Une hiérarchie se dessine-t-elle après les premiers tests ?

À Barcelone, la performance brute compte peu. Ce sont les tours accumulés par Red Bull et Ferrari qui attirent l’attention dès l’ouverture des tests.

Barcelone n’a livré ni chronos officiels ni verdicts définitifs, mais les premières heures de roulage ont déjà mis un indicateur au centre des discussions : la fiabilité. Dans ce domaine, Red Bull et Ferrari ont clairement marqué des points dès le premier jour.

La RB22 motorisée par Red Bull Powertrains a terminé en haut des feuilles de temps non officielles avec Isack Hadjar, mais c’est surtout l’ampleur du roulage qui a attiré l’attention. Pour George Russell, ce volume est éloquent. Voir un moteur entièrement conçu en interne enchaîner les tours sans incident majeur, dès sa première sortie, est révélateur du travail effectué en amont.

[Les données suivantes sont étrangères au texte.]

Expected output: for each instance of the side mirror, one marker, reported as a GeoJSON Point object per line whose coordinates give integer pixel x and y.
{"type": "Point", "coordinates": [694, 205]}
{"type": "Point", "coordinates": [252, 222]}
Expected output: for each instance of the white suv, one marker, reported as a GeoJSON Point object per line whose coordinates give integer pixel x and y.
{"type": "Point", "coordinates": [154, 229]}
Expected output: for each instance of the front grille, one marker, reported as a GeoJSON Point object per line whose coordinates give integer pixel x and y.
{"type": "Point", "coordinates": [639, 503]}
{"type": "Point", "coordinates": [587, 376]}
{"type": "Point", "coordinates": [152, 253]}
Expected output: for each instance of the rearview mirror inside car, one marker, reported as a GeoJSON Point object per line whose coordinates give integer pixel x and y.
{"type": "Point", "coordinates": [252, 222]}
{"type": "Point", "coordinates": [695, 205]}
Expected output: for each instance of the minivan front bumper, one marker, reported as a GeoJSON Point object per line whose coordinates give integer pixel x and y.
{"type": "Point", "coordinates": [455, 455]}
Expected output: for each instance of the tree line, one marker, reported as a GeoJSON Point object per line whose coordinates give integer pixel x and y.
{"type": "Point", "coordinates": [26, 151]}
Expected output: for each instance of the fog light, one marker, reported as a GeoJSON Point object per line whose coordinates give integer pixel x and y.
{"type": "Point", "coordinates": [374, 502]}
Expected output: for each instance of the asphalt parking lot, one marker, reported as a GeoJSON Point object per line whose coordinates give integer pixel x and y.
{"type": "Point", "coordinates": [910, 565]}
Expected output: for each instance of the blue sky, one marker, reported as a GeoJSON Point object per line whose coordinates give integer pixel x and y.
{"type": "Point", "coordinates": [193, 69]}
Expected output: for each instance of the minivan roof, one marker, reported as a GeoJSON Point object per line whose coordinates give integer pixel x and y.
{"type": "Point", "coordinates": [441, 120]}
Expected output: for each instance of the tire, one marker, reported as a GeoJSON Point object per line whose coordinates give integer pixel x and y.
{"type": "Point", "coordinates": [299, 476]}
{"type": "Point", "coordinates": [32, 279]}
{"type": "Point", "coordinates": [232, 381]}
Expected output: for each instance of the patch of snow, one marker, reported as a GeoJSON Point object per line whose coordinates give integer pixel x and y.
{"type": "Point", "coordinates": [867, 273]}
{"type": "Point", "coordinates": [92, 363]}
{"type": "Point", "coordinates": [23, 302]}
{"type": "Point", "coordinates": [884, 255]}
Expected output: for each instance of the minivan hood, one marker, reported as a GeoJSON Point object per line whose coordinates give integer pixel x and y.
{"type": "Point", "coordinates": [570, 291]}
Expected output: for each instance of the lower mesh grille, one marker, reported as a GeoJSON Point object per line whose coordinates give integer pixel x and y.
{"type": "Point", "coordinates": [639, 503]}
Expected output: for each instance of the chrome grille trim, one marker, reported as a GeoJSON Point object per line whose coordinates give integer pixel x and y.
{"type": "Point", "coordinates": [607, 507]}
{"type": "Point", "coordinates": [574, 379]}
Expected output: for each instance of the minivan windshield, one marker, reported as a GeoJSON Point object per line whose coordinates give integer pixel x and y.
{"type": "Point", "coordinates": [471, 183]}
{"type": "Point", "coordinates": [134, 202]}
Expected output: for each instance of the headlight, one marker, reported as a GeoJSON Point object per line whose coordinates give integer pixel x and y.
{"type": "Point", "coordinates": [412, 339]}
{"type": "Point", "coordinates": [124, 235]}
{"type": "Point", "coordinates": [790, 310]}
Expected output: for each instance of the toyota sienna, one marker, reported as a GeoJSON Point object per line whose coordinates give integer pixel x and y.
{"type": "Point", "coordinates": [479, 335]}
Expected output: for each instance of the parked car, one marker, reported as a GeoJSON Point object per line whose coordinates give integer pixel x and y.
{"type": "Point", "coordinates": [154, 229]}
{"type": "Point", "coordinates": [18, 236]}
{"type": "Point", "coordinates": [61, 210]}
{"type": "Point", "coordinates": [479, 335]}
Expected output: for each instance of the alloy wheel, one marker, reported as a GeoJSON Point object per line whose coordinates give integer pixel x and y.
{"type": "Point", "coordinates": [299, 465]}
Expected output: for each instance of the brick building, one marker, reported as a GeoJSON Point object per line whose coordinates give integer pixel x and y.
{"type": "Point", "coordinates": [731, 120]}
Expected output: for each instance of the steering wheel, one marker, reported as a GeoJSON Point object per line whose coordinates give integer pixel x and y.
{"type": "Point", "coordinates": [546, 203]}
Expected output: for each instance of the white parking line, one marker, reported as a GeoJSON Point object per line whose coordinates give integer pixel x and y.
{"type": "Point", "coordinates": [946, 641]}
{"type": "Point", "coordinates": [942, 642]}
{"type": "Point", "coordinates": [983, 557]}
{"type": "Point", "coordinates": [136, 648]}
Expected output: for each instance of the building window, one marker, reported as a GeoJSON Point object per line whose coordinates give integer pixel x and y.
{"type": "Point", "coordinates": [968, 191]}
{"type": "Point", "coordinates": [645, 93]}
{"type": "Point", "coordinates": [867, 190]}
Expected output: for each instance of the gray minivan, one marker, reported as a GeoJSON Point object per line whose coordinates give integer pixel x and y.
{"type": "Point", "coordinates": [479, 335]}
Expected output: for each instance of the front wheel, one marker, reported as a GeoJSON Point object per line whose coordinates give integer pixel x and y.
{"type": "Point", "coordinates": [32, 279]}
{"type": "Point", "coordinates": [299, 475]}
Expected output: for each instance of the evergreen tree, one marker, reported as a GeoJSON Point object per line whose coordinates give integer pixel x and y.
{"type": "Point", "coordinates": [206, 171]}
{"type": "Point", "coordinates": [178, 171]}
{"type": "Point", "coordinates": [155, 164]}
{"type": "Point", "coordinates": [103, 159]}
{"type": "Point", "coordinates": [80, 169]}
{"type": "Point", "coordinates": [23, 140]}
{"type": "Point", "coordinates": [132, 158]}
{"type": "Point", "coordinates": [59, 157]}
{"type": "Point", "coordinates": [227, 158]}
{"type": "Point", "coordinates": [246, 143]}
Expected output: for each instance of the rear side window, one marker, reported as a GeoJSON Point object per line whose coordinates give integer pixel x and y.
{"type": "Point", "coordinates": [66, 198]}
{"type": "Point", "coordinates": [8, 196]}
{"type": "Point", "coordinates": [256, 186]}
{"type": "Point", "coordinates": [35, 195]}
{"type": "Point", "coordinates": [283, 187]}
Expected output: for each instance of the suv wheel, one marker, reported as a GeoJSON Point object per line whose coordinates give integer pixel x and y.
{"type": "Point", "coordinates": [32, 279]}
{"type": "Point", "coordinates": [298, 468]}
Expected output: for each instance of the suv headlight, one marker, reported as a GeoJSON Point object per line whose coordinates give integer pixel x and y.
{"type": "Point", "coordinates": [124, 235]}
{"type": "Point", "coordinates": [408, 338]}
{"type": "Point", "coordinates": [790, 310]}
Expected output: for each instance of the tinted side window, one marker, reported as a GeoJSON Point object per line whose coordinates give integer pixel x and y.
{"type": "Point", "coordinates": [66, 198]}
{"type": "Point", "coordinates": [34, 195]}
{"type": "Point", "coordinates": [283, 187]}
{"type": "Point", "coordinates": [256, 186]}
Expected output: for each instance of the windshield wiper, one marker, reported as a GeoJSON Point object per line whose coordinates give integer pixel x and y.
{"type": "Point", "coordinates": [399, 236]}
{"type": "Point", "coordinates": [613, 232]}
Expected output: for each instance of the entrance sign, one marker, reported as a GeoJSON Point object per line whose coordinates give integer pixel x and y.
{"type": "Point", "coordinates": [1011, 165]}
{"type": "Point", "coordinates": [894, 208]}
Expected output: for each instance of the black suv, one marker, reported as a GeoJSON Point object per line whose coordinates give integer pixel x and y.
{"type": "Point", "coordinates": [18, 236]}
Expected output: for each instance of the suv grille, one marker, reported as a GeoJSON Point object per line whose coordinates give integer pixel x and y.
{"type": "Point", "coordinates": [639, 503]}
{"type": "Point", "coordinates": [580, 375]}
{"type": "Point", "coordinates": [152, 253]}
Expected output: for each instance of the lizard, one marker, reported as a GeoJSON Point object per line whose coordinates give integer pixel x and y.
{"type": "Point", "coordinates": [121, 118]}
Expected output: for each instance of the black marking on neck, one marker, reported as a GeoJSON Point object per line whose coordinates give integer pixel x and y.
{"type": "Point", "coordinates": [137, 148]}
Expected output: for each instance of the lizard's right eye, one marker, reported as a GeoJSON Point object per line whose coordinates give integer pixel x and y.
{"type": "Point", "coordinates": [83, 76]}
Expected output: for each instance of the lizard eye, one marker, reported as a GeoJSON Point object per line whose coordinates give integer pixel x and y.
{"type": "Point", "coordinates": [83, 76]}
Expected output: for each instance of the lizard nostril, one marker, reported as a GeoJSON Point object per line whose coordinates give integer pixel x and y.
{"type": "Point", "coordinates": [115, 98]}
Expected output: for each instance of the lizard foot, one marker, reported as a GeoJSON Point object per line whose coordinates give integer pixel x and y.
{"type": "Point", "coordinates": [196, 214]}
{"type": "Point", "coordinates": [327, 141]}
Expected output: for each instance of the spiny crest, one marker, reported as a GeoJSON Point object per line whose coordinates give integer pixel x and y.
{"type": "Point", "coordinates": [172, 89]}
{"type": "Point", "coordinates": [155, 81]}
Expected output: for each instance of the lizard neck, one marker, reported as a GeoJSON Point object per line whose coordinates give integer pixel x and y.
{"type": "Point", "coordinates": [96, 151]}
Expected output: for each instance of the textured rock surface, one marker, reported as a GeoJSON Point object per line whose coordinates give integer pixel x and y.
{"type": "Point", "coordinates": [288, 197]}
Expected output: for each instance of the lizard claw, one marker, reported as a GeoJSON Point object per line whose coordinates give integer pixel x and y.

Red Bull arrive à ce stade après quatre années de construction progressive de son département moteurs. Le projet, lancé sous l’ère Horner et désormais piloté par Laurent Mekies, visait précisément ce moment : être prêt dès l’entrée en vigueur du nouveau règlement. Le fait que la voiture n’ait même pas connu de shakedown préalable rend la performance encore plus parlante.

Ferrari n’est pas passée inaperçue non plus, même si la Scuderia n’a pas encore pris part à ces tests. Haas, motorisée par le bloc italien, a cumulé plus de 150 tours, un chiffre qui a également retenu l’attention de Russell. Dans un contexte de réglementation entièrement renouvelée, tenir la distance compte parfois davantage que la pointe de vitesse.

Mercedes, de son côté, n’a pas cherché à impressionner. Le programme était partagé entre Kimi Antonelli le matin et George Russell l’après-midi, avec près de 150 tours couverts au total. Andrew Shovlin a expliqué que la priorité était de comprendre la voiture, ses températures, ses réactions sur les longs relais. La performance brute viendra plus tard.

Le contraste avec 2014 est revenu dans plusieurs conversations du paddock. À l’époque, les premiers tests avaient viré au cauchemar pour une partie du plateau. Cette fois, malgré la complexité des nouveaux moteurs et des voitures plus légères, le niveau de préparation semble nettement plus homogène.

Pour Antonelli, ces premiers tours ont surtout servi à prendre des repères. Le pilote italien a insisté sur la nécessité d’accumuler les kilomètres pour apprivoiser une voiture très différente des monoplaces à effet de sol. Une adaptation qu’il juge exigeante, mais loin d’être déroutante.

Bon alors, peut-on déjà parler de hiérarchie ? Probablement pas. Mais une tendance se dessine. Les équipes capables d’aligner les tours sans encombre — Red Bull, Ferrari via Haas, Mercedes — se donnent une base solide pour la suite.